In most instances, nurses tend to be most concerned about women with identified high-risk pregnancies. However, nurses need to realize that women who have cesarean births have become "high risk" due to the surgical procedure they undergo. This is sometimes difficult to remember, especially when the women insist on being treated as if they had given birth vaginally (sometimes their healthcare providers act as if cesarean birth was the norm as well). Cesarean birth cannot be treated as "normal." A cesarean birth requires surgical intervention through the abdomen, with disruption and then repair of the skin, muscles, blood vessels, fascia, peritoneum, and uterus. Women who give birth through cesarean are surgical patients.


Treating the woman who has a cesarean birth as a surgical patient does not mean that bonding, breastfeeding, family time, and various other wonderful postbirth moments cannot occur. This is especially true if the patient has a continuous epidural. Because the mother should have the electrodes in place from the operating suite, the ECG monitor can be easily resumed in the postanesthesia care unit (PACU) or labor/delivery room designated for patients recovering from a cesarean birth. Pulse oximetry can be accomplished by placing the electrode on the mother's toe instead of using a finger (which might keep her from holding, touching, and stroking her newborn). Breastfeeding can be easily accomplished in the PACU by arranging the wires leading to the electrode to suitable positions and placing a small piece of tape if needed to keep them in place.


I suspect that nurses who are opposed to ECG monitoring for all women after a cesarean birth are also nurses who are not comfortable interpreting the ECG tracing. "Obstetric nurses have traditionally been infrequent assessors of electrocardiogram (ECG) tracings" (Burke, 1991, p. 25). However, if obstetric nurses are going to provide postanesthesia care, they should be educated and competent to interpret a basic ECG tracing. This is another excellent reason for labor/delivery nurses to complete an ACLS course. The ACLS course increases the skill level of nurses in recognizing abnormal rates and rhythms, which are often warning signs of maternal complications. For example, although tachycardia is abnormal, there are many reasons a postoperative mother may have tachycardia. Each potential reason needs to be investigated and abnormal reasons ruled out to increase the likelihood of preventing complications such as infection or hemorrhage. A new mother who is hemorrhaging internally may have an abnormal rhythm on the ECG as her circulating volume decreases. The ECG monitor provides an additional assessment tool for the nurse to provide the highest level of care to the postoperative new mother.

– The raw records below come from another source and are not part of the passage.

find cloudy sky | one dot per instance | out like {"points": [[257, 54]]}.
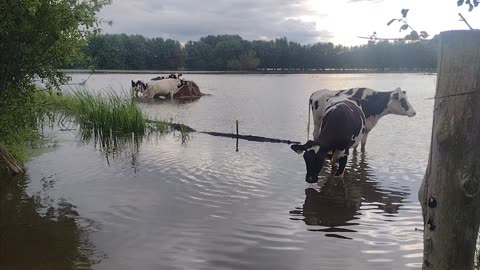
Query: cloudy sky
{"points": [[304, 21]]}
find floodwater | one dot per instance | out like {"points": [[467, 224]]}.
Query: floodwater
{"points": [[161, 204]]}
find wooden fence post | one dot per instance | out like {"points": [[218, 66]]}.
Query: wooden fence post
{"points": [[450, 191]]}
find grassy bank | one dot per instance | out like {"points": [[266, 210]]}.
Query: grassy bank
{"points": [[21, 117], [108, 119]]}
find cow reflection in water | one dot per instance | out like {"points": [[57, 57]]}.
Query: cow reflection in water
{"points": [[337, 202]]}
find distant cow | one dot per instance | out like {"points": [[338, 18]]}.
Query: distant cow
{"points": [[374, 105], [342, 127], [152, 89]]}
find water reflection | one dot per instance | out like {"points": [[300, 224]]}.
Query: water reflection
{"points": [[336, 203], [36, 233]]}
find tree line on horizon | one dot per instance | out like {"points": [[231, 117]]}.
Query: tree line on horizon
{"points": [[231, 52]]}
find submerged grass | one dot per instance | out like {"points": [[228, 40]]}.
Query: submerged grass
{"points": [[101, 115], [110, 119]]}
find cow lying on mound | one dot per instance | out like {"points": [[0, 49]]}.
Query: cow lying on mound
{"points": [[153, 89], [342, 127], [374, 105]]}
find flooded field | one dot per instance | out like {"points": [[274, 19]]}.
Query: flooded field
{"points": [[161, 204]]}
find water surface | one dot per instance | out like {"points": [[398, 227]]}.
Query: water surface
{"points": [[202, 205]]}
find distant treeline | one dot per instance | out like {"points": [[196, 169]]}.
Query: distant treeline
{"points": [[231, 52]]}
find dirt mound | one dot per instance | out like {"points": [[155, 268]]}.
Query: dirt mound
{"points": [[189, 91]]}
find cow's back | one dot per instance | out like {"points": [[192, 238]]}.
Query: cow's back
{"points": [[342, 125]]}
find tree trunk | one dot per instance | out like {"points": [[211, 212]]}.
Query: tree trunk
{"points": [[449, 194], [7, 159]]}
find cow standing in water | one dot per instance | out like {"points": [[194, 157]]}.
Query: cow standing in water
{"points": [[342, 127], [155, 88], [375, 105]]}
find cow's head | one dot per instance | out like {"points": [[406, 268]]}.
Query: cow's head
{"points": [[314, 159], [139, 86], [398, 103]]}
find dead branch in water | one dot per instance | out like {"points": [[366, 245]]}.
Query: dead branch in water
{"points": [[181, 127], [10, 162]]}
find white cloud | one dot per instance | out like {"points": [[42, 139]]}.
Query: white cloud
{"points": [[304, 21]]}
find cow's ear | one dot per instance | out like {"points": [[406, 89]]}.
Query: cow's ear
{"points": [[298, 148]]}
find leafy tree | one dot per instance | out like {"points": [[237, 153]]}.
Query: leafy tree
{"points": [[40, 36], [471, 3]]}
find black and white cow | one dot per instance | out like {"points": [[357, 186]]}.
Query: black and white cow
{"points": [[155, 88], [342, 127], [375, 105]]}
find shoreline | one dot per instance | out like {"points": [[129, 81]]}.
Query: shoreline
{"points": [[331, 71]]}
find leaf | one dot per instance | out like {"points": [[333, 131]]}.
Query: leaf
{"points": [[424, 34], [390, 22], [414, 35]]}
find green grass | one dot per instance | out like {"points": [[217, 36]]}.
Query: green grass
{"points": [[21, 117], [109, 119], [100, 115]]}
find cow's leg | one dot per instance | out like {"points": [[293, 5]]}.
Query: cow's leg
{"points": [[334, 160], [364, 142], [342, 162], [316, 131]]}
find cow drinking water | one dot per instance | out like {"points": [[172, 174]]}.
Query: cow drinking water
{"points": [[342, 127], [155, 88], [375, 105]]}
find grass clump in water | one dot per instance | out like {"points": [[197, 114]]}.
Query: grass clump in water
{"points": [[100, 115], [108, 118]]}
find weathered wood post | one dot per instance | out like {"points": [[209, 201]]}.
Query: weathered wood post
{"points": [[449, 194]]}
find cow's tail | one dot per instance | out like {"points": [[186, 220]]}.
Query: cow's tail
{"points": [[308, 123]]}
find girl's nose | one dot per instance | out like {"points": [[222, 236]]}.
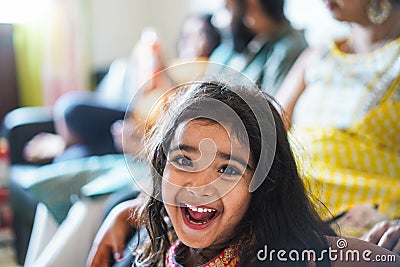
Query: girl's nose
{"points": [[204, 191]]}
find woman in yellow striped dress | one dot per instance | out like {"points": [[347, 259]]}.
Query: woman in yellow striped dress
{"points": [[344, 104]]}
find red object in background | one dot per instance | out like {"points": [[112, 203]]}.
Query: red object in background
{"points": [[4, 162]]}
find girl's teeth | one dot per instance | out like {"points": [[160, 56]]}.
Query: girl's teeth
{"points": [[195, 209]]}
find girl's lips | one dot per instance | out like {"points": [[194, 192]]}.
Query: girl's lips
{"points": [[198, 217], [329, 5]]}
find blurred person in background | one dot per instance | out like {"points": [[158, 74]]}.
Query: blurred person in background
{"points": [[343, 102], [57, 182]]}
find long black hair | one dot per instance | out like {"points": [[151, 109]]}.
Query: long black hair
{"points": [[280, 215]]}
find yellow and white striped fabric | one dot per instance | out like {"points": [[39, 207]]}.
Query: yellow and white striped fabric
{"points": [[351, 155]]}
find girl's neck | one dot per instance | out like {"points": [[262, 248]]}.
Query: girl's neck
{"points": [[367, 38], [195, 257]]}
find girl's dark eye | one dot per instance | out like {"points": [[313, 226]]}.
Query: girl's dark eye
{"points": [[229, 170], [183, 161]]}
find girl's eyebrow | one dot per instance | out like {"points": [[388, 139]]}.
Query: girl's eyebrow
{"points": [[228, 156], [222, 155], [184, 147]]}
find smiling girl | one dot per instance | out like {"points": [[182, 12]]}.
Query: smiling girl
{"points": [[225, 185]]}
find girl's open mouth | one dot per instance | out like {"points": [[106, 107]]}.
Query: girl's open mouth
{"points": [[198, 217]]}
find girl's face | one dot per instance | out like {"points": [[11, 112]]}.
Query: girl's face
{"points": [[348, 10], [205, 183]]}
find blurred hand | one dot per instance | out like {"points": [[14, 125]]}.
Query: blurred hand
{"points": [[385, 234], [127, 136], [111, 237]]}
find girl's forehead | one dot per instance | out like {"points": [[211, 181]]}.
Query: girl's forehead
{"points": [[194, 132]]}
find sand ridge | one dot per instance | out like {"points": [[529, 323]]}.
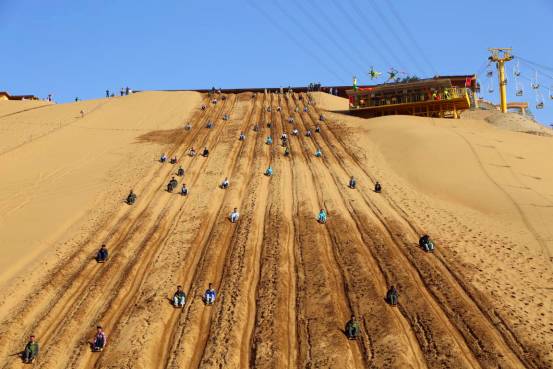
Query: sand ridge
{"points": [[286, 283]]}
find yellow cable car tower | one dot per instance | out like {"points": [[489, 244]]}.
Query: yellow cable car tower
{"points": [[500, 56]]}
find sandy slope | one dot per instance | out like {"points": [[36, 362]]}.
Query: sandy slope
{"points": [[286, 284]]}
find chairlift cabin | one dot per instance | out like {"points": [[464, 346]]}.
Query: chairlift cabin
{"points": [[433, 97], [539, 100], [535, 81], [516, 69]]}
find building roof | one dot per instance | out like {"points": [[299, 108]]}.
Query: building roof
{"points": [[18, 97]]}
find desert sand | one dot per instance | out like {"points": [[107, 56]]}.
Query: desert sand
{"points": [[286, 284]]}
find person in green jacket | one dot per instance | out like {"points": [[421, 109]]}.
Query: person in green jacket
{"points": [[352, 328], [31, 350]]}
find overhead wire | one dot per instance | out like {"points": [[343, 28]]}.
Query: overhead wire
{"points": [[376, 34], [290, 36], [360, 31], [314, 40], [399, 40], [410, 34], [366, 59], [536, 68], [351, 56], [535, 64]]}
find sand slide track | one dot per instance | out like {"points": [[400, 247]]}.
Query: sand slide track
{"points": [[479, 337], [175, 214]]}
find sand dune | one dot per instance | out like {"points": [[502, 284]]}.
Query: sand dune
{"points": [[286, 284]]}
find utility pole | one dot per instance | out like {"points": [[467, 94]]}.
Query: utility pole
{"points": [[500, 56]]}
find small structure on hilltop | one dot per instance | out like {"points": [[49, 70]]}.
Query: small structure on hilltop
{"points": [[6, 96], [440, 97]]}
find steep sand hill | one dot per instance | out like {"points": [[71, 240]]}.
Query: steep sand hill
{"points": [[57, 166], [8, 107], [286, 284]]}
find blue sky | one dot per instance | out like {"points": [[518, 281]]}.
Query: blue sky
{"points": [[81, 48]]}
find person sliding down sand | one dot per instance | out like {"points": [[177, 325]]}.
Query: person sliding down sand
{"points": [[225, 184], [131, 198], [31, 350], [184, 190], [179, 298], [377, 187], [209, 295], [102, 255], [234, 215], [352, 328], [392, 296], [100, 340], [426, 243]]}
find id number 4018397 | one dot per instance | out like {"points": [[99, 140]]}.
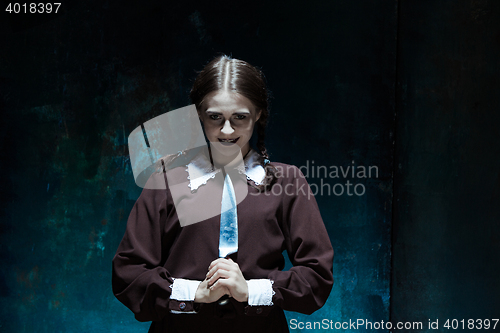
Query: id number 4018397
{"points": [[33, 8]]}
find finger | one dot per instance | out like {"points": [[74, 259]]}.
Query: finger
{"points": [[221, 283], [220, 274], [216, 261], [220, 265]]}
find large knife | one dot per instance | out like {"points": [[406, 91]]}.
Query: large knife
{"points": [[228, 238]]}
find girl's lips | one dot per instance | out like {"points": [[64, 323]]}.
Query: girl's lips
{"points": [[228, 141]]}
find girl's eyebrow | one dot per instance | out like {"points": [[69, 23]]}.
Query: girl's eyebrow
{"points": [[237, 111]]}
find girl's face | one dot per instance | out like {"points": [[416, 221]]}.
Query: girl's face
{"points": [[228, 119]]}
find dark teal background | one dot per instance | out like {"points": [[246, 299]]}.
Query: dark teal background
{"points": [[410, 87]]}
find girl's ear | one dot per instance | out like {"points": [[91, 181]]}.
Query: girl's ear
{"points": [[259, 112]]}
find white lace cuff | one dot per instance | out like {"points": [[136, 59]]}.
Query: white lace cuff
{"points": [[184, 290], [260, 292]]}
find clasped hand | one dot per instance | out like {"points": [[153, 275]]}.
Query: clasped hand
{"points": [[224, 277]]}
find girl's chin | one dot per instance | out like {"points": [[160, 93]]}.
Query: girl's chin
{"points": [[227, 149]]}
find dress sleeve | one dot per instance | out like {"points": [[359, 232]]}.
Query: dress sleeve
{"points": [[306, 286], [139, 279]]}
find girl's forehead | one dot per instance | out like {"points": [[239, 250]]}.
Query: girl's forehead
{"points": [[222, 100]]}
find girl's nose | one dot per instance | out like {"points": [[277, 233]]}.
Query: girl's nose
{"points": [[227, 129]]}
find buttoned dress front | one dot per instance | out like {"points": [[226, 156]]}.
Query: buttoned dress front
{"points": [[156, 249]]}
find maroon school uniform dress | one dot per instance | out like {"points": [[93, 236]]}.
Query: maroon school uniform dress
{"points": [[156, 250]]}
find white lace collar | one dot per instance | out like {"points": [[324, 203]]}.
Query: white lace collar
{"points": [[200, 170]]}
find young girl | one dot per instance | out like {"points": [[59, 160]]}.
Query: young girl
{"points": [[178, 275]]}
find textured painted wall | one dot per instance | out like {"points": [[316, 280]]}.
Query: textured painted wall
{"points": [[74, 85], [446, 221]]}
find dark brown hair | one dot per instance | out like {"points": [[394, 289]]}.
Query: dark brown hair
{"points": [[240, 77]]}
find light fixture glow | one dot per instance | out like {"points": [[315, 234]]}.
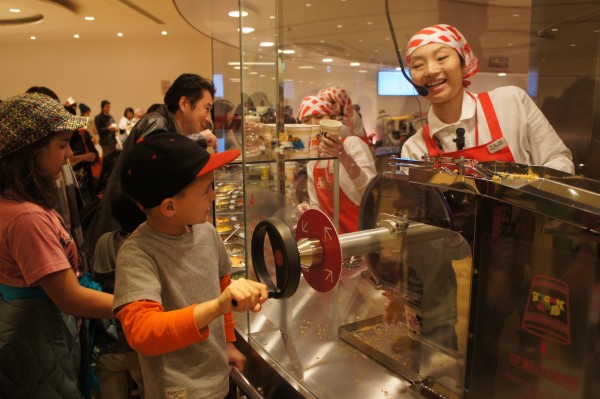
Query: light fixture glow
{"points": [[236, 14]]}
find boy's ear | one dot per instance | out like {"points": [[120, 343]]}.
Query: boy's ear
{"points": [[167, 207]]}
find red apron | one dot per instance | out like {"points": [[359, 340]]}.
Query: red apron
{"points": [[495, 150], [348, 215]]}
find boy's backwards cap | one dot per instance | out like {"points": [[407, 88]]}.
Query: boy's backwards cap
{"points": [[162, 165]]}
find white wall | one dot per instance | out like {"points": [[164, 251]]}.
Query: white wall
{"points": [[126, 72]]}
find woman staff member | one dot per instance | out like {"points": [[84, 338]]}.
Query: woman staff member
{"points": [[503, 125], [357, 168]]}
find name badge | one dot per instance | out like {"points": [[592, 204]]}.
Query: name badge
{"points": [[497, 145]]}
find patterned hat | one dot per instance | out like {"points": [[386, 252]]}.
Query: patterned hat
{"points": [[315, 105], [27, 118], [161, 165], [340, 96], [450, 36]]}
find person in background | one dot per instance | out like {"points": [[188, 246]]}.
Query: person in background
{"points": [[85, 155], [186, 110], [502, 125], [42, 276], [344, 111], [107, 128], [357, 168], [173, 293], [126, 124], [118, 367]]}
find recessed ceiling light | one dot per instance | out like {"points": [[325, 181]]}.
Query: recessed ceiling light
{"points": [[236, 14]]}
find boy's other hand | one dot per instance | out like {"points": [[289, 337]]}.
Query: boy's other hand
{"points": [[246, 294]]}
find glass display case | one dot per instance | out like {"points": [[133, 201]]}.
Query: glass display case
{"points": [[420, 314]]}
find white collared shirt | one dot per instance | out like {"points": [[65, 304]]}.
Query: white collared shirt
{"points": [[531, 138]]}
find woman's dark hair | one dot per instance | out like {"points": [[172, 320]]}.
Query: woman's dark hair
{"points": [[20, 173], [187, 85]]}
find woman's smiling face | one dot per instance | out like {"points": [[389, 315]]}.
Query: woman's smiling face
{"points": [[437, 67]]}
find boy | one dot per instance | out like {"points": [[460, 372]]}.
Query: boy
{"points": [[172, 283]]}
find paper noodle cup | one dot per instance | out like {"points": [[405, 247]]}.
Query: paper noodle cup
{"points": [[299, 139]]}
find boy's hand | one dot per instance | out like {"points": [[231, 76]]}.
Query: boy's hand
{"points": [[247, 294]]}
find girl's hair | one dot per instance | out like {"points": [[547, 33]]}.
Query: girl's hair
{"points": [[21, 180]]}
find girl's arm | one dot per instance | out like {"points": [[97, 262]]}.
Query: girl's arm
{"points": [[71, 298]]}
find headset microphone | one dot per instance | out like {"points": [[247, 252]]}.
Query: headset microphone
{"points": [[422, 90]]}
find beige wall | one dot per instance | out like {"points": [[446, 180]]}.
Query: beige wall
{"points": [[126, 72]]}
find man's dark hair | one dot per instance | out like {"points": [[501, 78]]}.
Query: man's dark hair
{"points": [[187, 85], [43, 90]]}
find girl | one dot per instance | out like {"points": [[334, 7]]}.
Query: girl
{"points": [[39, 263], [502, 125]]}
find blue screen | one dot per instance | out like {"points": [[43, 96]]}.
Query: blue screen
{"points": [[393, 83]]}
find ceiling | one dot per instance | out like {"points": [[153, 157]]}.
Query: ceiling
{"points": [[344, 30]]}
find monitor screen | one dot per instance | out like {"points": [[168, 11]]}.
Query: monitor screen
{"points": [[393, 83]]}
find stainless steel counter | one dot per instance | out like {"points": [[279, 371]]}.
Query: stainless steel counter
{"points": [[303, 345]]}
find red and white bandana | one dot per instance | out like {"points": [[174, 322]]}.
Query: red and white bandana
{"points": [[450, 36], [340, 96], [315, 105]]}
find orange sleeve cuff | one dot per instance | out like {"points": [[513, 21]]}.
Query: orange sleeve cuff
{"points": [[152, 331], [229, 322]]}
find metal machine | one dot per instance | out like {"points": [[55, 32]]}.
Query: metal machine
{"points": [[491, 270]]}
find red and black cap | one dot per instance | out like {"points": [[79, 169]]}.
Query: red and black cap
{"points": [[162, 165]]}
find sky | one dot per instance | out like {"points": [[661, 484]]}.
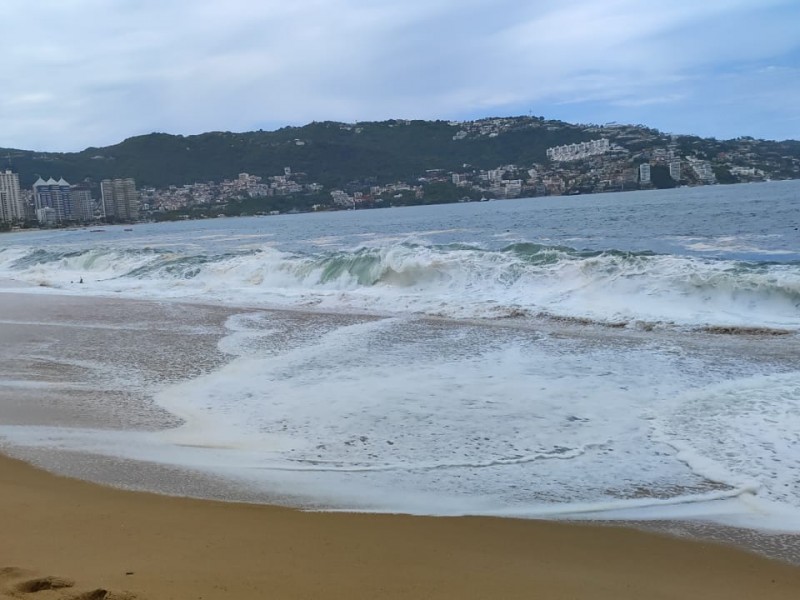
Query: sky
{"points": [[80, 73]]}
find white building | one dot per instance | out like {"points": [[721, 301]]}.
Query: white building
{"points": [[644, 173], [56, 195], [675, 170], [120, 200], [578, 151], [12, 204]]}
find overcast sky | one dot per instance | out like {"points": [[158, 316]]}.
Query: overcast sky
{"points": [[79, 73]]}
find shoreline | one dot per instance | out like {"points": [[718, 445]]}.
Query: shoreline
{"points": [[693, 538], [122, 544]]}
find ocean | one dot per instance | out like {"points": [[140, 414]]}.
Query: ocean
{"points": [[627, 356]]}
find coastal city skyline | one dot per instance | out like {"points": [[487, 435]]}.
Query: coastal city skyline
{"points": [[108, 71]]}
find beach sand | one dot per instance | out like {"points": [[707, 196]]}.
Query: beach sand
{"points": [[100, 542], [67, 538]]}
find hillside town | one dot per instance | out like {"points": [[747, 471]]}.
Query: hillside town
{"points": [[615, 158]]}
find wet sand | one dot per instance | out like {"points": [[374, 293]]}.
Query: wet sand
{"points": [[66, 538], [100, 542]]}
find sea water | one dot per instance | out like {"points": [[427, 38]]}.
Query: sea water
{"points": [[617, 356]]}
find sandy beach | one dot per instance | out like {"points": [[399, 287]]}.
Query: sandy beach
{"points": [[67, 538], [93, 542]]}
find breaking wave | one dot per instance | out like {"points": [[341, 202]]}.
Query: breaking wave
{"points": [[455, 281]]}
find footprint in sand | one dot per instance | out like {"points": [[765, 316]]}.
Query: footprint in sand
{"points": [[20, 583]]}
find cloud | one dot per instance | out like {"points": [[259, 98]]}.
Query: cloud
{"points": [[108, 70]]}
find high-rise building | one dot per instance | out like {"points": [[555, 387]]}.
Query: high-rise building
{"points": [[12, 205], [675, 170], [56, 195], [644, 173], [82, 202], [120, 200]]}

A final argument to be made for the routine use of the ECG monitor in the care of women having a cesarean birth is one that is pragmatic. The Joint Commission on Accreditation of Healthcare Organizations (JCAHO, 2002) requires that patients having a cesarean birth be provided a comparable level of care to what they would receive in the main hospital PACU. In my opinion, there are multiple reasons why ECG monitoring during the postanesthesia period should be standard of care for all women who have a cesarean birth. Nurses working with obstetric postanesthesia patients should be competent to provide this important nursing care.




1. Burke, M. E. (1991). ECG interpretation for obstetric nurses. Journal of Perinatal & Neonatal Nursing, 5( 2), 25-37. [Context Link]


2. Joint Commission on Accreditation of Healthcare Organizations. (2002). Comprehensive accreditation manual for hospitals. Chicago, IL: Author [Context Link]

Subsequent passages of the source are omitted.